December 2014
When You Burn The Roast, Don't Call It a Mistake. Stick That Sucker on a Sword and Serve Shish Kebabs.
"Okay… Dill weed… Beau Monde… parsley… onion…" I muttered as I measured ingredients into a custard cup. "New jar of mayo on the counter… and…blaugh!"
Ducky looked up in surprise. "Whatever is the problem?" I held out the half-used container of sour cream and he peered inside. "Oh. Lovely colors," he said with a tiny shudder.
"Fortunately I can 'make do' with yogurt… which… I'm… not… seeing… Great. Like I want to go out at night the week before Christmas?"
"Agreed." The party wasn't until Saturday, but I always do dips a day or two ahead so the flavors mix and even out. "Perhaps there's some yogurt in the garage refrig—"
"I'll get it!" Nothing like a helpful kid. She had been our prep crew and chief mise en place scullery maid for a lot of the past few weeks. We'd print out the recipe and she would carefully weigh and measure into the table full of prep cups, then X off the ingredient on her list. It was a good exercise in multiplication, too, when we doubled, tripled or quadrupled a recipe. She was running at about 99.9% accuracy; Mom and Dad… not.
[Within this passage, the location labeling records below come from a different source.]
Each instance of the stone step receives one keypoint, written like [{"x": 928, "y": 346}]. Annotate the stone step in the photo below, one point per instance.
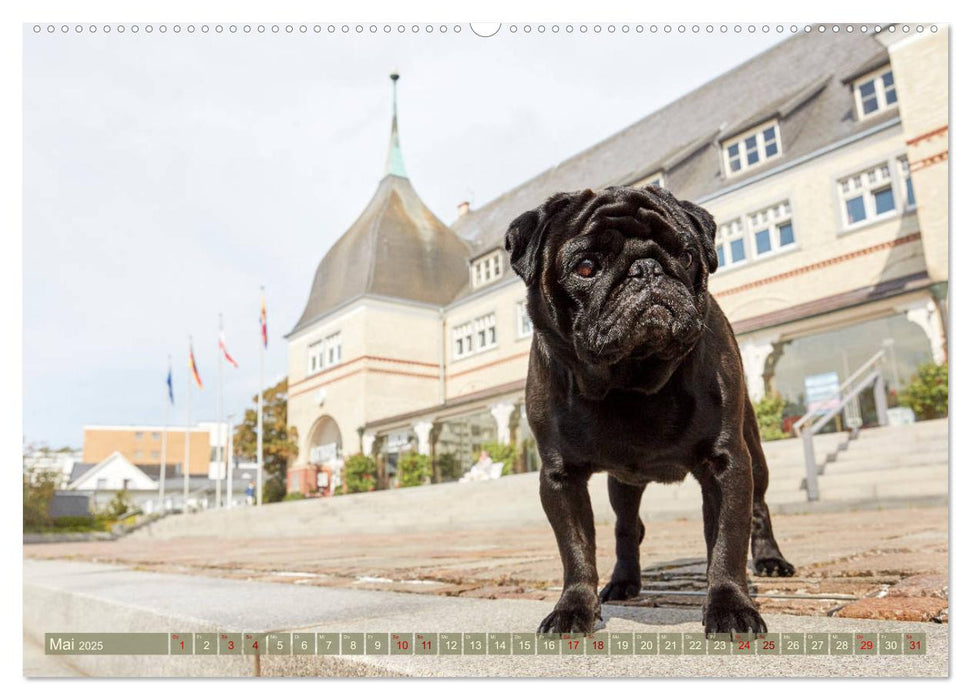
[{"x": 62, "y": 596}]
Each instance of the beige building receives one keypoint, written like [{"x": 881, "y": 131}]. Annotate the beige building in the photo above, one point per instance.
[
  {"x": 142, "y": 446},
  {"x": 824, "y": 162}
]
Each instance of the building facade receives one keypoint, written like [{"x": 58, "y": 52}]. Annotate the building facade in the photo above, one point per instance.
[
  {"x": 142, "y": 445},
  {"x": 824, "y": 163}
]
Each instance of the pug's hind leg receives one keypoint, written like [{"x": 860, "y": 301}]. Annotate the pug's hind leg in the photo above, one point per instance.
[
  {"x": 566, "y": 501},
  {"x": 767, "y": 559},
  {"x": 625, "y": 582},
  {"x": 726, "y": 491}
]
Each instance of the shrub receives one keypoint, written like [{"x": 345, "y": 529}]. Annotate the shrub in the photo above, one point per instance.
[
  {"x": 768, "y": 413},
  {"x": 926, "y": 395},
  {"x": 274, "y": 490},
  {"x": 450, "y": 467},
  {"x": 499, "y": 452},
  {"x": 39, "y": 487},
  {"x": 414, "y": 469},
  {"x": 360, "y": 473},
  {"x": 119, "y": 505}
]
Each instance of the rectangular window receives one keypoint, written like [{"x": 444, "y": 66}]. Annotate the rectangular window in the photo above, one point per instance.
[
  {"x": 889, "y": 90},
  {"x": 855, "y": 210},
  {"x": 657, "y": 179},
  {"x": 332, "y": 349},
  {"x": 904, "y": 165},
  {"x": 763, "y": 243},
  {"x": 762, "y": 233},
  {"x": 752, "y": 148},
  {"x": 772, "y": 228},
  {"x": 474, "y": 336},
  {"x": 315, "y": 357},
  {"x": 486, "y": 269},
  {"x": 883, "y": 200},
  {"x": 730, "y": 243},
  {"x": 867, "y": 195},
  {"x": 874, "y": 92},
  {"x": 524, "y": 326}
]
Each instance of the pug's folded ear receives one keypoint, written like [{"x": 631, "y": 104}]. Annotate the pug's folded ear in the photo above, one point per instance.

She was back in a flash with a giant container of yogurt. "Thanks, Sweetie, I—" I broke off. "Was there any other yogurt?" She shook her head. "Okay… raspberry isn't quite what I need for the dill weed dip—but I was going to do the fruit dip later on tonight, so I'd need it anyway," I quickly added when her face fell. She brightened considerably. "Could you scoot and get me the tubs of blueberries and raspberries?"
With an enthusiastic yelp she whipped out of the kitchen again. Ducky and I exchanged rueful looks. "In her defense, you didn't specify plain yogurt," I said.
"True. But wouldn't that have made an interesting creation if you hadn't checked the label before dumping it in!"